Герд Мейер растерял бы свои лавры смельчака, если бы ему не удалось отбить удар противника со своими немногими людьми. Я думал, дело дойдет до рукопашной, но неприятель, несмотря на свое преобладание, снова отошел в низину. Наши люди стали преследовать отступающих и исчезли из вида. По звукам боя мы решили, что противник теперь оказался между двух огней. Ожесточенная перестрелка продолжалась около десяти минут. Затем наступила полная тишина. Я напряженно вслушивался некоторое время и тут заметил полковника, который, стоя рядом со мной перед нашим домом, вопросительно глядел на меня. Затем он показал пальцем на устеленный телами павших луг, на котором появилась плотная фигура нашего вахмистра. Тяжелыми шагами вахмистр приблизился к нам. Его китель был пропитан кровью. Остановившись перед полковником, он щелкнул каблуками и отрапортовал словами, которые я здесь непременно должен привести:
– Около ста пятидесяти русских немецкой контратакой были выбиты с позиций и попытались прорваться через нас. Нашим контрударом они были отброшены в низину навстречу их преследователям. Произошла ожесточенная схватка, в ходе которой русские немцами и нами были уничтожены полностью, лишь двое были взяты в плен.
(Автор подробно и с удовольствием описывает местечковую победу над прорвавшейся советской ротой – слабое утешение в обстановке перманентного разгрома немцев в этот период. – Ред.)

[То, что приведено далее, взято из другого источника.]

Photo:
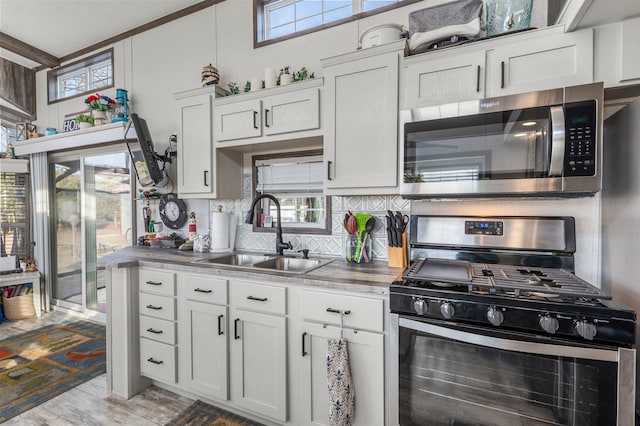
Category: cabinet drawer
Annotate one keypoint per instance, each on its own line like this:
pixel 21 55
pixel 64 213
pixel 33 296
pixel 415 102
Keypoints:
pixel 160 282
pixel 364 313
pixel 156 329
pixel 259 297
pixel 158 360
pixel 156 306
pixel 203 289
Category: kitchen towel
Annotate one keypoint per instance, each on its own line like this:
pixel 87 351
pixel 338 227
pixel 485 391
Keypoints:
pixel 341 390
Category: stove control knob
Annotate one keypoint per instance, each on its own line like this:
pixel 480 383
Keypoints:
pixel 447 310
pixel 548 323
pixel 495 316
pixel 420 306
pixel 585 329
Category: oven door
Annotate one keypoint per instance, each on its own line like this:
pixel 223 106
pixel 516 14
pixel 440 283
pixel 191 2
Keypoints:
pixel 453 374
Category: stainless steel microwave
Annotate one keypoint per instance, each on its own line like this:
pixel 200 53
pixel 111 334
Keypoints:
pixel 545 143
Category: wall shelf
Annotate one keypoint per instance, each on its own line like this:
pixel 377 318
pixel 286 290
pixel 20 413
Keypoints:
pixel 86 138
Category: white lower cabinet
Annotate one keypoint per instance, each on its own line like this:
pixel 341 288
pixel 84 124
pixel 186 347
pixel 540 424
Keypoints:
pixel 258 348
pixel 366 361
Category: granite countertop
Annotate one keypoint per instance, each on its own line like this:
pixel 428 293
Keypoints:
pixel 374 277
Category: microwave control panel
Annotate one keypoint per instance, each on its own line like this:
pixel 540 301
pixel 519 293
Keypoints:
pixel 580 139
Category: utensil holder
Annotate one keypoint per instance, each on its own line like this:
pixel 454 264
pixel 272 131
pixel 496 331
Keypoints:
pixel 358 251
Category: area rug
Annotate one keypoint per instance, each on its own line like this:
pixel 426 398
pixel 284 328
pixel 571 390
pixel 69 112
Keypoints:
pixel 201 413
pixel 40 364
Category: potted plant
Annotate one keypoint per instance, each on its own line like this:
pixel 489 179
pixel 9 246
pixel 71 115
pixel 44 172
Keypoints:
pixel 84 121
pixel 100 105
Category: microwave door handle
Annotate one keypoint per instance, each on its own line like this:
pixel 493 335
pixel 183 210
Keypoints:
pixel 558 141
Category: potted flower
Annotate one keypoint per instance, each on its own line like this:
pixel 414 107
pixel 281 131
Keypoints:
pixel 99 105
pixel 84 121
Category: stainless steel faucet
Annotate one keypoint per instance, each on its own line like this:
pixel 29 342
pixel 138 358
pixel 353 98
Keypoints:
pixel 280 245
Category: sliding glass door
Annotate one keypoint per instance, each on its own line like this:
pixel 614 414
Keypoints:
pixel 92 217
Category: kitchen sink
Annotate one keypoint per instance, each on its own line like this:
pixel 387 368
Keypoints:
pixel 235 259
pixel 289 264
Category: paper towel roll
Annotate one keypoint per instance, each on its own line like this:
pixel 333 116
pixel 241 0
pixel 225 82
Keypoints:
pixel 220 225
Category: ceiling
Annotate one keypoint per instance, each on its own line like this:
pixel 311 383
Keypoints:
pixel 62 27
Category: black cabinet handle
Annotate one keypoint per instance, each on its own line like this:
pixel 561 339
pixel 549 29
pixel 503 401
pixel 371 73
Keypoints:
pixel 304 352
pixel 338 311
pixel 220 324
pixel 235 329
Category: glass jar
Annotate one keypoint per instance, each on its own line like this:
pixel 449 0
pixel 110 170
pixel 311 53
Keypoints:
pixel 357 250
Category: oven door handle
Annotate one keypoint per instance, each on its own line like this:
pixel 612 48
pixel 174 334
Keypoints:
pixel 511 345
pixel 558 141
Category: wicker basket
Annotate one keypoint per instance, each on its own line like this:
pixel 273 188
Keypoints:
pixel 18 307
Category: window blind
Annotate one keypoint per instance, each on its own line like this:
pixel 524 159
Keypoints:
pixel 290 175
pixel 14 214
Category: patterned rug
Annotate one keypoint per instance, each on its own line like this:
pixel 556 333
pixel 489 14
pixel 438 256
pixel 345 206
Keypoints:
pixel 38 365
pixel 201 414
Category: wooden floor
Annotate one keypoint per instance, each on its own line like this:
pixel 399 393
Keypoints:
pixel 88 403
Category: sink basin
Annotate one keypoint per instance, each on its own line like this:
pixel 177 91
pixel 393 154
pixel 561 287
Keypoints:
pixel 235 259
pixel 288 264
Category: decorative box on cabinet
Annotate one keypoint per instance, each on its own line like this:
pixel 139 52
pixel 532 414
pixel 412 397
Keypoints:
pixel 361 121
pixel 271 115
pixel 202 171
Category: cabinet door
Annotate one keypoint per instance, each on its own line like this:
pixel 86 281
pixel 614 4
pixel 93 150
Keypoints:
pixel 238 120
pixel 258 363
pixel 195 145
pixel 205 348
pixel 444 78
pixel 366 361
pixel 361 114
pixel 292 112
pixel 546 62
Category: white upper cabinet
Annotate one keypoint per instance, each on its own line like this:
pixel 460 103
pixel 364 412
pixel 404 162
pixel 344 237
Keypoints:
pixel 533 60
pixel 271 115
pixel 361 121
pixel 202 171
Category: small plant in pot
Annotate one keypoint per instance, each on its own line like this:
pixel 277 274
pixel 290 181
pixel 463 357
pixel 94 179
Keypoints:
pixel 84 120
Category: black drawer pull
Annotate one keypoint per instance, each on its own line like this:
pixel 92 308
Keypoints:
pixel 304 352
pixel 235 329
pixel 338 311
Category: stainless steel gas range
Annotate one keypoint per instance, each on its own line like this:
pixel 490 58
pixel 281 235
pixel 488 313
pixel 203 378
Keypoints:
pixel 490 326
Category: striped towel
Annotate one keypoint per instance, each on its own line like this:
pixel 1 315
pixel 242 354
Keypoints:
pixel 341 390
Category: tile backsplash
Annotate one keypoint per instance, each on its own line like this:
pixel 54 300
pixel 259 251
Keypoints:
pixel 330 245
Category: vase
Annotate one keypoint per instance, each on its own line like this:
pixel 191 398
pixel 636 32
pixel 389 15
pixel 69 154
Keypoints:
pixel 99 117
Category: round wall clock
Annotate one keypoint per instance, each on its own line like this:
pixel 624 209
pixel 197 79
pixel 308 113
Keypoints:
pixel 173 211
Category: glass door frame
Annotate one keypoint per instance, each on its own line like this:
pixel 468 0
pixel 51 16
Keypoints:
pixel 80 156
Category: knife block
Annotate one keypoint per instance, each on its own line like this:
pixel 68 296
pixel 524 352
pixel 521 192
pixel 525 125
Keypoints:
pixel 398 255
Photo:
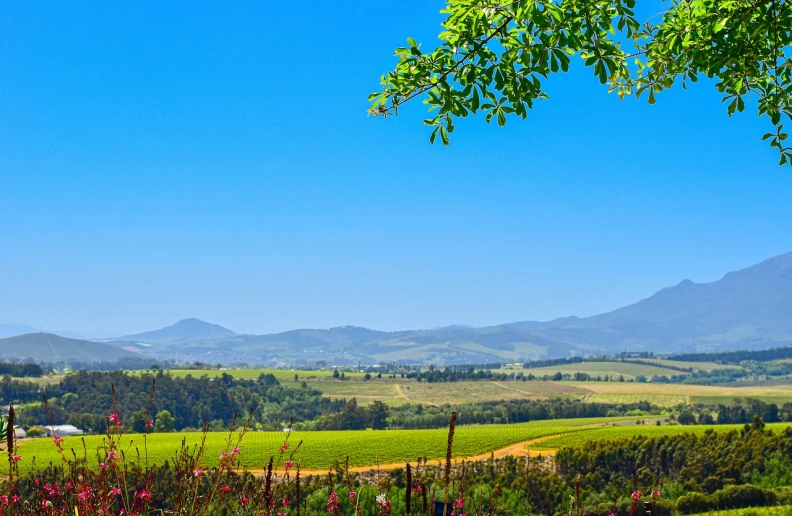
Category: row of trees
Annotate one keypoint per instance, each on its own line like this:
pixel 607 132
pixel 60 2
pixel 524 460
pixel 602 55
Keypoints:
pixel 84 399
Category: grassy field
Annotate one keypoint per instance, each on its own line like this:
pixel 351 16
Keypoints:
pixel 364 448
pixel 626 431
pixel 401 391
pixel 673 394
pixel 319 449
pixel 398 391
pixel 755 511
pixel 697 366
pixel 252 374
pixel 626 369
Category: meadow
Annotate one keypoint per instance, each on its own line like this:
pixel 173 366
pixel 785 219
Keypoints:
pixel 594 369
pixel 626 431
pixel 697 366
pixel 397 391
pixel 669 395
pixel 319 450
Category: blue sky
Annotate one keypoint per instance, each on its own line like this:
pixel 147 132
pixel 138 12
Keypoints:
pixel 161 161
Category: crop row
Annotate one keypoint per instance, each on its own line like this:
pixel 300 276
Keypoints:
pixel 318 451
pixel 622 432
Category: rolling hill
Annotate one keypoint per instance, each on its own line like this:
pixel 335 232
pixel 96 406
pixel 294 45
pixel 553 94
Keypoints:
pixel 13 329
pixel 750 308
pixel 186 330
pixel 746 309
pixel 46 347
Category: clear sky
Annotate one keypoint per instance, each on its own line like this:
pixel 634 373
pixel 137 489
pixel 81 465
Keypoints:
pixel 162 160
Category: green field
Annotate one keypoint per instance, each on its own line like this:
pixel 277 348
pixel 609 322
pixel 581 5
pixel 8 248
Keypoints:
pixel 625 431
pixel 669 395
pixel 252 374
pixel 398 391
pixel 697 366
pixel 319 449
pixel 755 511
pixel 626 369
pixel 363 448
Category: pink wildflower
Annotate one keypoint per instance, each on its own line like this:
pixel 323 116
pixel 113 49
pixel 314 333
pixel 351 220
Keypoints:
pixel 332 502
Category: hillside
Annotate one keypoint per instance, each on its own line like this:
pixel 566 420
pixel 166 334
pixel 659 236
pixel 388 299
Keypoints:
pixel 750 308
pixel 747 309
pixel 12 329
pixel 186 330
pixel 45 347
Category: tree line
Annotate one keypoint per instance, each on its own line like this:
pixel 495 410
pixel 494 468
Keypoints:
pixel 84 399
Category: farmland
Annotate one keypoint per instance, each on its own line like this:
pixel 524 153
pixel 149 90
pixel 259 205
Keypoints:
pixel 668 395
pixel 397 391
pixel 252 374
pixel 697 366
pixel 319 449
pixel 594 369
pixel 626 431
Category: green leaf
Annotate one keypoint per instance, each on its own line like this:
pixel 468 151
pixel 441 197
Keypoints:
pixel 474 102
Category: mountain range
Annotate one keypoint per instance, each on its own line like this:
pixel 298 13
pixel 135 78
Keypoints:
pixel 747 309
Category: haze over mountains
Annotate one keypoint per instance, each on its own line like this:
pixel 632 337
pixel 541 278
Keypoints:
pixel 747 309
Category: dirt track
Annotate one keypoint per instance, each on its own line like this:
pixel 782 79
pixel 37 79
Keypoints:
pixel 514 450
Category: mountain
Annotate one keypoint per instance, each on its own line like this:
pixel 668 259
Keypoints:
pixel 11 329
pixel 46 347
pixel 186 330
pixel 749 308
pixel 746 309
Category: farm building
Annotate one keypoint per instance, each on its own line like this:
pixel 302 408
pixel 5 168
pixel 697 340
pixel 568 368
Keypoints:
pixel 62 430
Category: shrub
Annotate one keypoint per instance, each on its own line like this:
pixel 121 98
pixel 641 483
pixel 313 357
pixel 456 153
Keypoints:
pixel 743 496
pixel 692 503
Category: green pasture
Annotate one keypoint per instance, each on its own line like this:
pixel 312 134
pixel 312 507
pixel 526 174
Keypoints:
pixel 625 431
pixel 751 511
pixel 626 369
pixel 697 366
pixel 252 374
pixel 318 451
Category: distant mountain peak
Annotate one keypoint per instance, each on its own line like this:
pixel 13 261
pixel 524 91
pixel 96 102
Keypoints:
pixel 185 330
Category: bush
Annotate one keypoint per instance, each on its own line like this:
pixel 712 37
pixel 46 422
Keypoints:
pixel 35 432
pixel 692 503
pixel 746 495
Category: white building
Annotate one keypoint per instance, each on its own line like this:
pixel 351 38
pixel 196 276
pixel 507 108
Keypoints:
pixel 62 430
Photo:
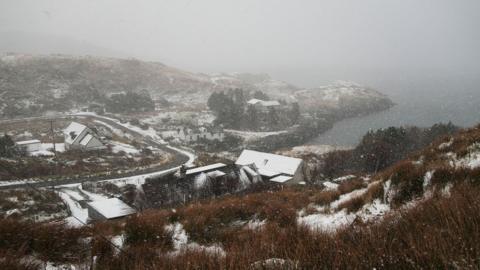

Произнося этот рапорт, вахмистр становился все бледнее и бледнее. Закончив его с видимым напряжением, он снял карабин с плеча, взял его в положение «к ноге» и доложил сначала громким, а потом прерывающимся голосом: «Ранен!» Не успели мы поддержать его, как он рухнул ничком, словно подрубленное дерево.
Но вся необычность этого происшествия на этом не закончилась, но только еще больше возросла. Обычно на редкость флегматичный старший врач проявил необычайную энергию и быстроту, обследуя и перевязывая раненого. Оказалось, что вахмистр, во время перестрелки лежа на животе, получил огнестрельное ранение, причем пуля вошла в районе затылка, а вышла из правого подреберья. Трудно было понять, как после такого тяжелого ранения он мог так долго продержаться. Он не только продолжал командовать контрударом до самого конца, но и смог найти в себе силы сделать ясный и четкий доклад. Теперь он, надежно перебинтованный, лежал на носилках, совершенно бледный, и, не в силах произнести ни единого слова, только смотрел на своего полковника. Тот снял свою элегантную и дорогую, подбитую мехом шинель и заботливо укутал ею раненого. Все мы, не говоря ни слова, еще раз пожали герою руку. Затем его унесли санитары. Трое суток спустя полковник получил свою шинель обратно. Она вся была пропитана кровью. Мне не было необходимости задавать вопросы о судьбе вахмистра. Скорбные лица офицеров говорили сами за себя.
В описанном мной происшествии было нечто театральное. Германский вахмистр, окажись он в такой ситуации, вряд ли стал бы проделывать ружейные приемы, а германский полковник вместо своей шинели укрыл бы раненого войлочной накидкой, которая с успехом выполнила бы ту же роль. Но то, что произошло здесь, имело, без всякого сомнения, символическое значение, которое так любят разыгрывать южные народы: со стороны вахмистра – последняя дань воинскому долгу, со стороны полковника – демонстрация уважения к старому солдату.
Сразу после того, как вахмистра унесли, вернулись его люди с обоими пленными, которых они, изрыгая проклятия, подгоняли ударами прикладов. Это мне тут же напомнило балканский обычай обращения с пленными, на который я сверх меры насмотрелся в годы Первой мировой войны. Пленный считался опозорившим себя солдатом, который должен работать как раб и, если он ничего больше не может, жить впроголодь. На той войне сербы ничуть не лучше обходились с австро-венгерскими и германскими, а болгары – с румынскими пленными. При этом проявлялись племенная ненависть и унаследованная враждебность, которых мы совершенно не понимали. Но с началом Второй мировой войны эти нечеловеческие методы получили свое распространение также и среди народов западных культурных наций. Le progrès, quelle blague![34]